Di Chio sottolinea anche come non manchino nemmeno pellicole di incerta classificazione in cui si trovano giustizieri che non agiscono secondo la tradizionale visione «reazionaria e machista, bensì per disperazione e paranoia […] e per necessità, tradendo un’angoscia e una sensibilità che ne fanno eroi di segno decisamente diverso. In tutti i casi, la produzione della New Hollywood è caratterizzata da un’amarezza e da una cupezza decisamente evidenti. «La cupezza di questi film si deve al dilagare di scene di violenza, lunghe e disturbanti. Molto spesso si tratta di una concessione facile ai gusti del pubblico più giovanile e maschile, resa possibile dall’abbandono dell’eufemismo tematico e visivo imposto dal Codice. Ma in taluni casi […] la rappresentazione rivela un consapevole approccio “controculturale”: quell’elemento così controverso e tuttavia costitutivo della storia de del carattere degli americani, che la narrazione mitica aveva sublimato e a volte addirittura rimosso, viene ora esibito in modo talmente insistito e iperbolico da rivelare al sua vera natura e la sua autentica funzione storica. Il processo si riscrittura operato dal mito viene in questo modo smascherato» (pp. 110-111).
Di Chio si sofferma anche su come il genere horror moderno offra una rappresentazione del tutto nuova del male e di come la minaccia si sviluppi in seno all’umanità stessa. Da parte nostra abbiamo approfondito in un precedente scritto [su Carmilla] il tema dell’essere umano nemico di se stesso in ambito fantascientifico. Una profonda revisione tocca un po’ tutti i generi: dal noir al musical, dal crime al western che si avvia, tra fine anni Sessanta e primi anni Settanta, ai suoi ultimi colpi di coda alternando opere convenzionali ad opere manierizzate presentando anche interessanti riletture del mito della frontiera.
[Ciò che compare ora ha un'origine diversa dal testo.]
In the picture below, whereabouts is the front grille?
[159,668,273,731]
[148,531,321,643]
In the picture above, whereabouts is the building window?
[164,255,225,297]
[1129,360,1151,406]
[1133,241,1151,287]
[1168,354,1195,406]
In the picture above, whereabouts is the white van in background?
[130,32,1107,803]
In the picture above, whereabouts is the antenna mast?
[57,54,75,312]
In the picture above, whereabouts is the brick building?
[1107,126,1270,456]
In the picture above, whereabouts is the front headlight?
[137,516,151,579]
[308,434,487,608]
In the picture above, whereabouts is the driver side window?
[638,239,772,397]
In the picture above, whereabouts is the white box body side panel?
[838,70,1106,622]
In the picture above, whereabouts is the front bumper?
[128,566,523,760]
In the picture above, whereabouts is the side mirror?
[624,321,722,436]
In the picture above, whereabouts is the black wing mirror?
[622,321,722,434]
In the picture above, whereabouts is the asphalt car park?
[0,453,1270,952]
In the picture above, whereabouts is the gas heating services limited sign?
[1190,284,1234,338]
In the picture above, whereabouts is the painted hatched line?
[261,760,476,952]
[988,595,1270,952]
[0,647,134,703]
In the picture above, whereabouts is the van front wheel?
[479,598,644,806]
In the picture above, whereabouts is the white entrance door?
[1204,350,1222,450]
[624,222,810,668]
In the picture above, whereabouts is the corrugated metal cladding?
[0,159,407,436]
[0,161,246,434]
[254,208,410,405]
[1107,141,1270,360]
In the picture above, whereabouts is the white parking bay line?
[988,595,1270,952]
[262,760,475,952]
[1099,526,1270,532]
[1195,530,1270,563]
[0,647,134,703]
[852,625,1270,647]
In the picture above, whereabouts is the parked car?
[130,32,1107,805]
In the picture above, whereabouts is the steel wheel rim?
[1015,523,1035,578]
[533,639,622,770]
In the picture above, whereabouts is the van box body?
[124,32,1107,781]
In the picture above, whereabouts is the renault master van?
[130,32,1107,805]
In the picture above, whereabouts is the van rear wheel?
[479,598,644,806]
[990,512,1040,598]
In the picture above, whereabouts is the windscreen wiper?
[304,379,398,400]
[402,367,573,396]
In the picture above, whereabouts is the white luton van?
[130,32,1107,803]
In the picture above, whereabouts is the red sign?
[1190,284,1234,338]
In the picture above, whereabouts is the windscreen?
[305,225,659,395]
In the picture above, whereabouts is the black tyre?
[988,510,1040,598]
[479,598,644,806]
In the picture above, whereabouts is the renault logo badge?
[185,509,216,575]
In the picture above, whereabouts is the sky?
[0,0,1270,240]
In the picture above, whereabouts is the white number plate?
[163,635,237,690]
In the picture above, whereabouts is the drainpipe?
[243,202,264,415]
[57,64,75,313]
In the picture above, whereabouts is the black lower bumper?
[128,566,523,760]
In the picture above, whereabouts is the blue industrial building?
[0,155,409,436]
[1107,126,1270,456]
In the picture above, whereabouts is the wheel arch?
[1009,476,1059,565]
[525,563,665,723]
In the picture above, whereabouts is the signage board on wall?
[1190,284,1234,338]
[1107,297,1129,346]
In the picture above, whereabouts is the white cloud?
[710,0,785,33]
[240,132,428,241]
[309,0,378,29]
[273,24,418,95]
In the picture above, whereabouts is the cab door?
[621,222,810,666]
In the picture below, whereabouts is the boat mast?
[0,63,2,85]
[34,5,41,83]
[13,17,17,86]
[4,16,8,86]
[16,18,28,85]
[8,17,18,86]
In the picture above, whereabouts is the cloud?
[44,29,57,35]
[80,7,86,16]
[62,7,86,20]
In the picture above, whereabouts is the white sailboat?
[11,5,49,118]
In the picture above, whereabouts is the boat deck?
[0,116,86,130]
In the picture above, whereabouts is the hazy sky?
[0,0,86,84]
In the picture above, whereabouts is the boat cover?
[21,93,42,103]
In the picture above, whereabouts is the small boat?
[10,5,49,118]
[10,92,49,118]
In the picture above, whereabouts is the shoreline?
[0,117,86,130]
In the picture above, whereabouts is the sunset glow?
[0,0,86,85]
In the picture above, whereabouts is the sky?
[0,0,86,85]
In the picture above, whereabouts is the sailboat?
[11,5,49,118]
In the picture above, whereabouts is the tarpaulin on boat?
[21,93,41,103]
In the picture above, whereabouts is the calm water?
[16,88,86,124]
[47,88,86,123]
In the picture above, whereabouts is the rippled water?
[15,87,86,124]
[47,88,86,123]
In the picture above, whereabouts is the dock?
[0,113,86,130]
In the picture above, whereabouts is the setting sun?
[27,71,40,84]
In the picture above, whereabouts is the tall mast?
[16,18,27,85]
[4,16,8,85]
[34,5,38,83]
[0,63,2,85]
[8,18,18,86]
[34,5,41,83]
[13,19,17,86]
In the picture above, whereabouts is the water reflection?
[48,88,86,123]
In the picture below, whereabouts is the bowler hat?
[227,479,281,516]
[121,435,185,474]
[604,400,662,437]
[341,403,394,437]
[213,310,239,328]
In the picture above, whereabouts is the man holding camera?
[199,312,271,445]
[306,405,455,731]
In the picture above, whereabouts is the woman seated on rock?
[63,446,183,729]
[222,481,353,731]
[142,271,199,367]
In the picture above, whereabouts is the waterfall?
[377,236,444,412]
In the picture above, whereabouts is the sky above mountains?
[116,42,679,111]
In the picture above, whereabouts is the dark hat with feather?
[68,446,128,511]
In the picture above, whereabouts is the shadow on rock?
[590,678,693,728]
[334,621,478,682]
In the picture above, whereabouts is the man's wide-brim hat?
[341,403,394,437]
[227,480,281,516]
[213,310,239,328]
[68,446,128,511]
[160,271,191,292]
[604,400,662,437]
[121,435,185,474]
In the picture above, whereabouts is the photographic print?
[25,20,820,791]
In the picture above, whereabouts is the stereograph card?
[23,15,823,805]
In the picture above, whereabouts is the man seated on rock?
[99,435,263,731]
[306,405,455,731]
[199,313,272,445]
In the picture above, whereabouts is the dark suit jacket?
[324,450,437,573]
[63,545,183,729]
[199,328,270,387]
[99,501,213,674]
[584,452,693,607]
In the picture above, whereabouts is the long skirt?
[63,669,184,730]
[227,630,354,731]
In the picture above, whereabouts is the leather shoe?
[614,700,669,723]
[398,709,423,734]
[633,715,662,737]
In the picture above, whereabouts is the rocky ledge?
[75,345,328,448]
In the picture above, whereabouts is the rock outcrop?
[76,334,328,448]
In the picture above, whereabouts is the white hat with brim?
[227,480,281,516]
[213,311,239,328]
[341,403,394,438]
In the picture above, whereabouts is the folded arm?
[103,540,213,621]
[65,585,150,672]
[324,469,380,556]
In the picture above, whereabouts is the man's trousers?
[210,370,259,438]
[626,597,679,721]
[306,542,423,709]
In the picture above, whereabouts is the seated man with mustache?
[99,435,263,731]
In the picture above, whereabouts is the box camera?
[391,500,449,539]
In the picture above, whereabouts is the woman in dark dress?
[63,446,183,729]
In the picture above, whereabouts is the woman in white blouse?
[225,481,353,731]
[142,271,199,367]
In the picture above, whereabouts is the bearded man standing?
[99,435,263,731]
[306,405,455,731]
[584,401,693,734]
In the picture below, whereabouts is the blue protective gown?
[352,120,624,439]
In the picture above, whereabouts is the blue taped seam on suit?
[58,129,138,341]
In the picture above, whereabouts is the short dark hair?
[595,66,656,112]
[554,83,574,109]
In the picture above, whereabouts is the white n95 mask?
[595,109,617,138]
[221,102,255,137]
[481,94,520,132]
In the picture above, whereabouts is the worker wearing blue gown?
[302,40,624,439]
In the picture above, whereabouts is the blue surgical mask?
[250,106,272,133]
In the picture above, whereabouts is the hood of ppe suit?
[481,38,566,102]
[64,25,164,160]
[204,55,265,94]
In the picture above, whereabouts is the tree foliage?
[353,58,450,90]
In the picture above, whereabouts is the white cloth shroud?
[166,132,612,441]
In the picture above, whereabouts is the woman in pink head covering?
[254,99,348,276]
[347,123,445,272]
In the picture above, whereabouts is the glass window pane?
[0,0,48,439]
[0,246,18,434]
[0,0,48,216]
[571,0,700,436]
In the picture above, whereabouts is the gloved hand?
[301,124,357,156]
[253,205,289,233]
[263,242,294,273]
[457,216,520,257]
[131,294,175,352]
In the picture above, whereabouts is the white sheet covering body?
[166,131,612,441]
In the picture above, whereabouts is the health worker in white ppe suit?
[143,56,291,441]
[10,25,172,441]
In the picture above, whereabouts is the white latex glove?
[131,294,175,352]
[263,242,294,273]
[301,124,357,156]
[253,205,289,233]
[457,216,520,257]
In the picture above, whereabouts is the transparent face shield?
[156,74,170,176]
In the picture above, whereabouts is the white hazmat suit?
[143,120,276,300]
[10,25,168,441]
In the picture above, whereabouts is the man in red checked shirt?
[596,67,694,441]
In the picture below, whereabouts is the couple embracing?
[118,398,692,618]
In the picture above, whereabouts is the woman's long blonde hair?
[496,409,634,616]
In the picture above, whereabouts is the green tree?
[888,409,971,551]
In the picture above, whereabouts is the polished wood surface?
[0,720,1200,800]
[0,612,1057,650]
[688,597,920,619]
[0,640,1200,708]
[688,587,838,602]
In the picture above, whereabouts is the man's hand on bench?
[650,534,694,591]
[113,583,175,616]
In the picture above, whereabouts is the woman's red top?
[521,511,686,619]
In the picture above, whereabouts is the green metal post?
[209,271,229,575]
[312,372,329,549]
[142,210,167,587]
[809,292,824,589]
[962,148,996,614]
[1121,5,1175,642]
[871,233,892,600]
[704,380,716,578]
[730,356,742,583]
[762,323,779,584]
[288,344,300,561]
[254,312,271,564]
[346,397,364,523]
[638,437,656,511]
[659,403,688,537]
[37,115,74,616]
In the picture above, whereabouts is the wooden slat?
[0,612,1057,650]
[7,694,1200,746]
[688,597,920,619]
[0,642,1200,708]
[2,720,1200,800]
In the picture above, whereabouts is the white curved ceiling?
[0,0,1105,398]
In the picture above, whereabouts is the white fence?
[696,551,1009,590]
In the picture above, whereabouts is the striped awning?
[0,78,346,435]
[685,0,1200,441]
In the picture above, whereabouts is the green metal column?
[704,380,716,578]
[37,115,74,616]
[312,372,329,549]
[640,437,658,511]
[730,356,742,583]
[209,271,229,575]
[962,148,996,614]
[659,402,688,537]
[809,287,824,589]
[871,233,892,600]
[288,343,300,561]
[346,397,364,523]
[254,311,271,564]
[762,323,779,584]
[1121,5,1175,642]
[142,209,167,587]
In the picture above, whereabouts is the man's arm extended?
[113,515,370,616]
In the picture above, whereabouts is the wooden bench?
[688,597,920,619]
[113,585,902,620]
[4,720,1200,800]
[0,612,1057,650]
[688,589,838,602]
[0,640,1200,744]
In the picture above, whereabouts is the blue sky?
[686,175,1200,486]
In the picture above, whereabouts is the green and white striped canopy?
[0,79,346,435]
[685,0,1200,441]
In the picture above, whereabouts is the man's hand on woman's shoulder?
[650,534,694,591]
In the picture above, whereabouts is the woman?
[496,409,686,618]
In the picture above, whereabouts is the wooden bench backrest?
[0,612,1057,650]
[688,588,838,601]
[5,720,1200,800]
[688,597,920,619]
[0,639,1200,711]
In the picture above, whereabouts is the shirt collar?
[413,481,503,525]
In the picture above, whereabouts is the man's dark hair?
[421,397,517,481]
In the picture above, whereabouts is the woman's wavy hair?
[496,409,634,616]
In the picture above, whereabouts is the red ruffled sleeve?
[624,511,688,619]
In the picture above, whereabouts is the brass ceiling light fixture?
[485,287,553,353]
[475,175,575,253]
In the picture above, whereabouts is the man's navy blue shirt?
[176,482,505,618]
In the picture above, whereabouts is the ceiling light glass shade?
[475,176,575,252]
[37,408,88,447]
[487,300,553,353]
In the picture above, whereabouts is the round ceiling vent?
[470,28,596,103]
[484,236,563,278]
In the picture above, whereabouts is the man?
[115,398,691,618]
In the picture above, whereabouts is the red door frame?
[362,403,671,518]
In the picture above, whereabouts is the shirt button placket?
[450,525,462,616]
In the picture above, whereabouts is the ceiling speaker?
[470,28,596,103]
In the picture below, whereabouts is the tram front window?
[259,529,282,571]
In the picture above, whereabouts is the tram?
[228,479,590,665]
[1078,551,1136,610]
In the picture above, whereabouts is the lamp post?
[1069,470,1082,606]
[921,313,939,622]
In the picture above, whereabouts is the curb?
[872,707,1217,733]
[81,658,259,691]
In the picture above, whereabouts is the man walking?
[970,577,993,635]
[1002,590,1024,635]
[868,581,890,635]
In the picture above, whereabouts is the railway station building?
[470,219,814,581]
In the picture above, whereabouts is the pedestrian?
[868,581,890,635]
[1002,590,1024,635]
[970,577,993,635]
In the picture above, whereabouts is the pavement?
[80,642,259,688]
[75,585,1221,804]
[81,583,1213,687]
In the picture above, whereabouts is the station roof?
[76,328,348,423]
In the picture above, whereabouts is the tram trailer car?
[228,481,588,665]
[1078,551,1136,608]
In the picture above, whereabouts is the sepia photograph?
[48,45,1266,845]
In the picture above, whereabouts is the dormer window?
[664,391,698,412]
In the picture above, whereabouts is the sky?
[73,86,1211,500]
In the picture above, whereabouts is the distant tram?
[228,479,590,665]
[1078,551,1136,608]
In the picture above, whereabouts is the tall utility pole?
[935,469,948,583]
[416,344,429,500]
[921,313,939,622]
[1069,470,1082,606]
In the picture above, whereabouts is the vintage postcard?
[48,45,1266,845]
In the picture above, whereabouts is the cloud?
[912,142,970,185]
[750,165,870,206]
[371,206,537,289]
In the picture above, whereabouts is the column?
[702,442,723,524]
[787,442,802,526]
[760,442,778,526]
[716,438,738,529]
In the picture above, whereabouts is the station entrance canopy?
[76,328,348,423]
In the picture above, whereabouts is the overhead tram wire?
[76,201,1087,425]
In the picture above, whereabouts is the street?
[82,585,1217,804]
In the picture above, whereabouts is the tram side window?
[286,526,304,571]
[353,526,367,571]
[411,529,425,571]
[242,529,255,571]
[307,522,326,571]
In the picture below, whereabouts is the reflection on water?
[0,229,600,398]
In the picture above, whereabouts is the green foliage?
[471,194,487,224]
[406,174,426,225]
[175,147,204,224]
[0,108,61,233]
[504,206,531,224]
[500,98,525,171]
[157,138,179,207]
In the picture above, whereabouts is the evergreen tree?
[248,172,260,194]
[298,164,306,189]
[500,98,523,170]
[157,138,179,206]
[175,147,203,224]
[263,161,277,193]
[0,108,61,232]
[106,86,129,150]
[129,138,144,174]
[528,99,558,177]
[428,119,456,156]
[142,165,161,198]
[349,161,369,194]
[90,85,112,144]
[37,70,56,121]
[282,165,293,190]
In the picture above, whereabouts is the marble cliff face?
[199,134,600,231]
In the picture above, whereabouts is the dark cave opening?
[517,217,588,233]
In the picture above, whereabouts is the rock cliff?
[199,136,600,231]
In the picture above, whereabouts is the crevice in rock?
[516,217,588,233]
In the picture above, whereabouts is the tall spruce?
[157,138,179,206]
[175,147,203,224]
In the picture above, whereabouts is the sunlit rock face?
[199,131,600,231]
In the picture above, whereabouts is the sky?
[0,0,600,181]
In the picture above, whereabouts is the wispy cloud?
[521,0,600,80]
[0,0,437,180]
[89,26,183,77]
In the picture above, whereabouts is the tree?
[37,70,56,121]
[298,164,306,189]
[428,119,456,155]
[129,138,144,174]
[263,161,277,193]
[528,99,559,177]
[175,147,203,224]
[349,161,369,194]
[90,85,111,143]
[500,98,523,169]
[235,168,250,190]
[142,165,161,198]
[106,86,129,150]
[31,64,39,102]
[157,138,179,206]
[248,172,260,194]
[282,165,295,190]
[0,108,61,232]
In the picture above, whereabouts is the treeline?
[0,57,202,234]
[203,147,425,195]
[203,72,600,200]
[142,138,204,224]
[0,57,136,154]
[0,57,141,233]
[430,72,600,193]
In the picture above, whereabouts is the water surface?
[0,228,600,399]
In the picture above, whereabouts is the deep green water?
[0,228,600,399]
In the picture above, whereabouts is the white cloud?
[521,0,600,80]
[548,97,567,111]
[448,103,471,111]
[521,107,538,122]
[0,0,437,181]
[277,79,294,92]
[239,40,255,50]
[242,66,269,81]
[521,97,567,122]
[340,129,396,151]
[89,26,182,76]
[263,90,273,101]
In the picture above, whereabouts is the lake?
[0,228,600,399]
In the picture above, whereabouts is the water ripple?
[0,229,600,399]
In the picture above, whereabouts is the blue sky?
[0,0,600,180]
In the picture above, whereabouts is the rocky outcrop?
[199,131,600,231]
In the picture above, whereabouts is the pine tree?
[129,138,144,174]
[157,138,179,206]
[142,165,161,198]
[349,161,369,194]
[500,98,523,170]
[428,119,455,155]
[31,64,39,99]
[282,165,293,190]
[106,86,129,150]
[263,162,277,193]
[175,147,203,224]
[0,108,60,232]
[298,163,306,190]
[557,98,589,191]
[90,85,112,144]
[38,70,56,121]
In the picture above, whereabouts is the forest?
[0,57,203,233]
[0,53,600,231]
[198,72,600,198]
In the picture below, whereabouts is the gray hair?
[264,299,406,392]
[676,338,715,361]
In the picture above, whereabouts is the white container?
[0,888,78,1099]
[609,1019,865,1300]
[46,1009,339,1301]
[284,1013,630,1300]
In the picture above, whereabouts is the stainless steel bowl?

Trasversale a diversi generi, la figure dell’eroe, sia outlaw che official, tende a dissolversi. Secondo lo studioso nel caso dell’outlaw si perdono alcune sue caratteristiche fondamentali come l’asocialità e la performatività; si tratta ora di un personaggio fragile e sbandato che non riesce più a cavarsela da solo e ciò lo rende sempre più simile alla figura del villain. Nel caso dell’official, ad esempio nel poliziotto, si perdono la disciplina istituzionale ed il legame sociale tanto che diviene sempre più solitario. Nel saggio viene fatto notare come outlaw ed official non si incontrino quasi più nelle storie: o abbiamo uno o l’altro. Al posto di queste due tipologie tradizionali di eroe sembra sempre più prendere piede la figura dell’antieroe privo di una visione del mondo e di riferimenti valoriali forti. Tutto ciò, però, sottolinea lo studioso, non avviene in televisione; in questo caso ci si tiene decisamente alla larga dagli antieroi tragici e distruttivi.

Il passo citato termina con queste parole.